Single-cell whole-genome bisulfite sequencing accurately reports genome-wide 5mC patterns
In order to experimentally measure intra-tissue liver heterogeneity, diploid hepatocytes were isolated from six mice, three 4-months old and three 26-months old, by liver perfusion and sorted using fluorescence-activated cell sorting (FACS) into PCR tubes after Hoechst 33342 staining. A total of 21 hepatocytes (at least two cells per animal) were subjected to bisulfite treatment followed by whole-genome library preparation and sequencing on an Illumina HiSeq 2500 with 100-base, single-end reads. For each animal we also performed whole-genome bisulfite sequencing (WGBS) of DNA from bulk hepatocytes. For comparison, we also sequenced libraries generated from five manually picked individual mouse embryonic fibroblasts, as well as DNA from two bulk fibroblast cell populations.

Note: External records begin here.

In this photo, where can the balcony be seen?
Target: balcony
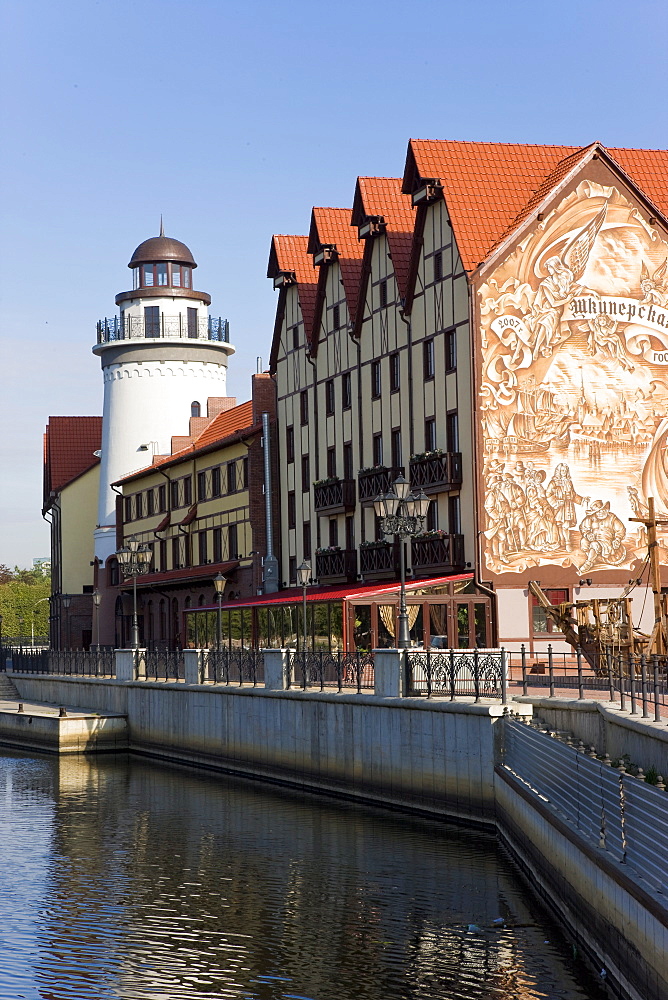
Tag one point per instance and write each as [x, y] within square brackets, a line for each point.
[379, 561]
[437, 553]
[212, 328]
[436, 471]
[371, 482]
[336, 564]
[334, 496]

On average, 17 million reads were mapped for each single hepatocyte (109 million for the bulk), corresponding to a mapping efficiency of 32.3 % for the single cells and 55.9 % for the bulk (Additional file 1: Table S1). The somewhat lower mapping efficiency of the single-cell DNA may be due to reduced complexity of the DNA amplified from single cells compared with the bulk and was also found by Smallwood et al. [5]. Mapped reads appeared as randomly distributed across the genome, providing information on all genomic features, covering 2.2 million CpG sites on average for the single cells and 21.6 million on average for the bulk DNAs (Additional file 1: Figure S1 and Table S1). Coverage was distinctively lower for the single cells than for the bulk DNA, in agreement with data from others [5] (Fig. 1a). Bisulfite conversion efficiency was 98 % or higher, as assessed by analysis of non-CpG methylation (Additional file 1: Table S1). Additional file 1: Table S2 compares these methodological specifics with two previously published protocols for single-cell methylomics [5, 6], showing that performances of all three methods are fairly similar (Additional file 1: Table S2).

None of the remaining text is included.